Note sulla sicurezza per gruppi specifici sono incluse nelle etichette ufficiali. L'uso nei pazienti pediatrici (sotto i 18 anni) non è approvato. Si consiglia cautela per gli adulti più anziani che potrebbero essere più suscettibili a determinati effetti, come i bassi livelli di sodio (iponatriemia), e per i pazienti con compromissione epatica o renale. La sospensione del trattamento o una significativa riduzione della dose richiede una diminuzione graduale per mitigare gli effetti legati alla sospensione.

Le etichette ufficiali riportano anche importanti restrizioni, come la controindicazione all'uso di Sentosa in combinazione con un Inibitore delle Monoamino Ossidasi (IMAO). Il monitoraggio regolare della pressione sanguigna è richiesto durante tutto il corso del trattamento, in particolare dopo gli aggiustamenti della dose.

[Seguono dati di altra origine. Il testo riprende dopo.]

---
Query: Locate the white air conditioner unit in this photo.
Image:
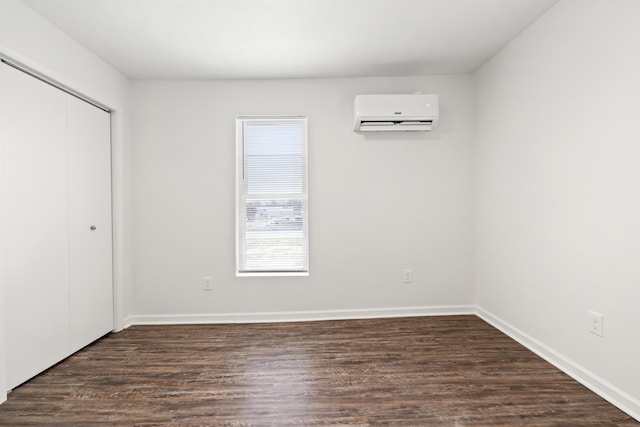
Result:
[353,93,438,132]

Sovradosaggio e interventi di emergenza

Sovradosaggio e quando cercare aiuto

Il profilo regolatorio ufficiale relativo al sovradosaggio di Sentosa (venlafaxina) è definito dall'alto potenziale di grave tossicità a carico del sistema nervoso centrale e cardiovascolare. Le manifestazioni documentate includono sonnolenza profonda, agitazione e la presenza di crisi convulsive e coma.

Una preoccupazione primaria, esplicitamente elencata nella documentazione ufficiale, è il rischio di Sindrome Serotoninergica, una condizione potenzialmente fatale caratterizzata da alterazioni dello stato mentale, febbre alta (ipertermia), rigidità muscolare e battito cardiaco accelerato (tachicardia). Inoltre, gli effetti cardiovascolari sono di rilievo e includono anomalie all'ECG quali l'allargamento del QRS e il prolungamento dell'intervallo QTc, che possono portare a gravi disritmie ventricolari.

I casi di sovradosaggio, in particolare quelli che coinvolgono l'ingestione concomitante di alcol o altri farmaci, sono stati associati a un aumentato rischio di esiti fatali. Per questo motivo, le autorità sanitarie richiedono che si cerchi immediata assistenza medica per qualsiasi sospetto sovradosaggio.

I principi di gestione si concentrano sul trattamento sintomatico e di supporto. Ciò comporta il monitoraggio continuo dei segni vitali e del ritmo cardiaco per periodi prolungati. Le procedure possono includere l'uso di carbone attivo quando indicato. Non è noto alcun antidoto specifico per il sovradosaggio di Venlafaxina, rendendo l'assistenza di supporto essenziale.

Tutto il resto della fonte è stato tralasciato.